The Generator must therefore produce images that are both realistic and perceptually consistent with the requested attribute values. By exploring this 2D conditioning space, we can observe how the model visualizes the interactions between these social cues.
A core part of the project focuses on analysis:
Qualitative Analysis We visualize the GAN’s output as we vary wealth (vertical direction) and liveliness (horizontal). This allows us to interpret what visual cues the model uses—greenery, cars, density, building height, etc.—and how attributes combine or conflict.
Quantitative Analysis We analyze training dynamics, track adversarial imbalance, and compare models trained on different attribute configurations (baseline, wealth-only, multi-attribute, and wealth+lively). We also evaluate whether conditioning stabilizes or destabilizes training.

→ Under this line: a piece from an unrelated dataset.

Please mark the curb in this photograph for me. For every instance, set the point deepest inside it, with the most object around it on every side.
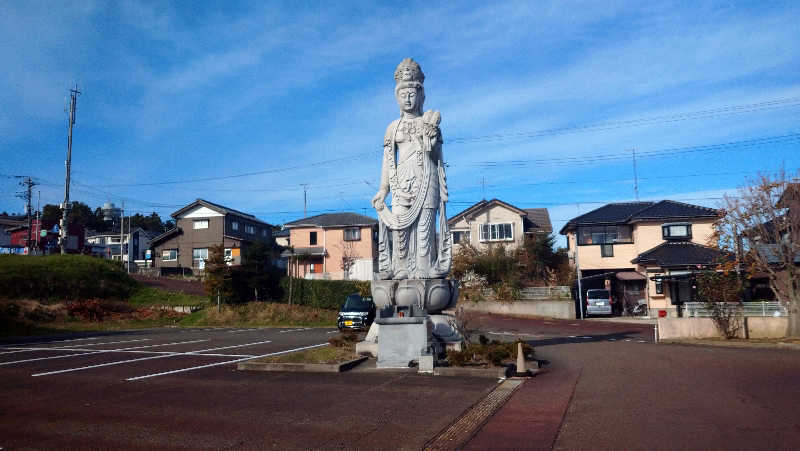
(300, 367)
(734, 344)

This project directly engages with course concepts (CNNs, GANs, conditional architectures, loss design) and provides rich grounding for an ethics discussion around biased perception, urban aesthetics, and fairness in machine learning.
What are some key limitations you anticipate facing when working on this project?
We anticipate several challenges as we scale Urbanize. Training a dual-conditional GAN is inherently unstable, and adding multiple perceptual attributes may increase the risk of mode collapse, adversarial imbalance, or low-fidelity outputs. Ensuring stable convergence, especially while generating fine-grained urban detail, will likely be one of the technical bottlenecks of the project.
A second limitation arises from the dataset itself. Place Pulse 2.0 contains subjective, culturally dependent ratings of “wealth” and “liveliness,” which may encode human biases. Since the model learns directly from these perceptions, we expect it to reproduce or even amplify these biases in its generated scenes. This raises questions about fairness and interpretability that will be central to our analysis.
Finally, evaluating success will be challenging because generative quality and perceptual accuracy are difficult to quantify. We anticipate relying heavily on qualitative latent-space explorations and auxiliary prediction models rather than objective metrics. As a result, interpreting the model’s behavior and distinguishing meaningful patterns from correlations will demand careful, visually grounded analysis.
To mitigate these risks, we have a clear fallback plan: if the full dual-conditional GAN proves too unstable, we will decouple the problem. First, we will train a high-quality attribute-prediction model. Then, we will freeze it and use its outputs as a fixed guidance signal to steer a standard GAN. This two-stage pipeline offers a more stable pathway to meaningful results.
Project Data Ideas:
Place Pulse 2.0 (PP2)
Our primary dataset. Contains 110,688 Google Street View images with human-rated perception scores in wealth, liveliness, safety, and more.
This dataset gives us meaningful socioeconomic signals and is directly aligned with our research question.